Oman's major exports to the UK include minerals, military grade cables, steel and batteries.

In 2015, goods worth OMR17,417,633 were exported to the UK, according to Foreign Trade Statistics Report 2015.

Export to China, however, stood at OMR5,304,689,889 in 2015. "If it's political turmoil in, say, India, or China or UAE, then Oman exports will be affected," Al Jashmi added.

"Indirect" repercussions, however, are already on his radar.

"For example, our leading business partners in certain areas may want to buy stuff from the UK, since the pound rate has gone down and things will be a little cheaper. Then it will start hampering us," he added.
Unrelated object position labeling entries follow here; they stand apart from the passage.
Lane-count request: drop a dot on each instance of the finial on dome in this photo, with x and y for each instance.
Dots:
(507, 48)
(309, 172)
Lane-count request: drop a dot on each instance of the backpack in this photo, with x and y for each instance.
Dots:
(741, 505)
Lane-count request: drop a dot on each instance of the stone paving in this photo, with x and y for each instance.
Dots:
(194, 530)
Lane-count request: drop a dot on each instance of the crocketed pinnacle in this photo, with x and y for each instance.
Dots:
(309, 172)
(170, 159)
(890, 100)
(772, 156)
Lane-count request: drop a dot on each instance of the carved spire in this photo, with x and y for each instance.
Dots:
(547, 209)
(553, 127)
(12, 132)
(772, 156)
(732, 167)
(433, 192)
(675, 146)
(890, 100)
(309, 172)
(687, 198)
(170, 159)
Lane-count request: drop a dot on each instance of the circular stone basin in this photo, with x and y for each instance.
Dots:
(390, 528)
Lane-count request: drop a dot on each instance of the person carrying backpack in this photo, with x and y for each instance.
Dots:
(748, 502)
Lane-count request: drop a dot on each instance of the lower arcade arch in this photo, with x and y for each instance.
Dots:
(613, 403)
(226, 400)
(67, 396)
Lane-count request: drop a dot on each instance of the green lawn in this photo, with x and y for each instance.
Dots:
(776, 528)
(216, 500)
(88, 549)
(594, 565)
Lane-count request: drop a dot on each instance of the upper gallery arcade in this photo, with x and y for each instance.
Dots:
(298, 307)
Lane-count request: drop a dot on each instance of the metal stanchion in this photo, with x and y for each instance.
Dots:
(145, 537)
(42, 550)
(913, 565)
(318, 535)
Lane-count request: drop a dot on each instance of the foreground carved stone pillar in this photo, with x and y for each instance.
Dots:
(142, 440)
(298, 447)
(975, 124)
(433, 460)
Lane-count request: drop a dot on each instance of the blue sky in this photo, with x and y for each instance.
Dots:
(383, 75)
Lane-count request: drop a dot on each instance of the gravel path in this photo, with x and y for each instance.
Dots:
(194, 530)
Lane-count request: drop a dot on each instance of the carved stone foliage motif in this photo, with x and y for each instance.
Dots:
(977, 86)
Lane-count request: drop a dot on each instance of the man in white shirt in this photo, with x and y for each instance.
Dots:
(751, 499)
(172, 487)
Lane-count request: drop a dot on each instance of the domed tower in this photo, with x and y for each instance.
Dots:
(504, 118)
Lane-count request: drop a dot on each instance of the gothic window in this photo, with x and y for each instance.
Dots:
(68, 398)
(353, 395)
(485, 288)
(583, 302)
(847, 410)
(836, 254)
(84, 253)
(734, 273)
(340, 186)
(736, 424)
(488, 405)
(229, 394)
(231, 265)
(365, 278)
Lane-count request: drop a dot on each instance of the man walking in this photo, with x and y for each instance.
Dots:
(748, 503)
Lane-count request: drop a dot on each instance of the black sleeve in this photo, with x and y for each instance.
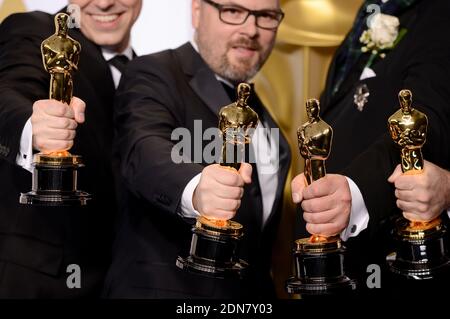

Officials also fear payment defaults may increase during the turmoil. "Hence the role of ECGAO is important, as the government's credit agency is responsible for promoting non-oil exports through its credit insurance, guarantee and financing services to exporters," another senior official of the ECGAO said.

Britain's exit

Some business leaders fear that Britain's exit from the EU is likely to impact Oman in multiple ways -- demand weakness on account of potential slowdown in the EU and the UK, volatility in commodity prices, currency impact on account of the potential depreciation of the euro and the pound, and balance sheet impact on account of exposure to unhedged overseas borrowings.

"We need to see how things go, then we can comment," said a businessman, who imports a huge quantity of cosmetics, stationary and toiletries every month to Oman, he said.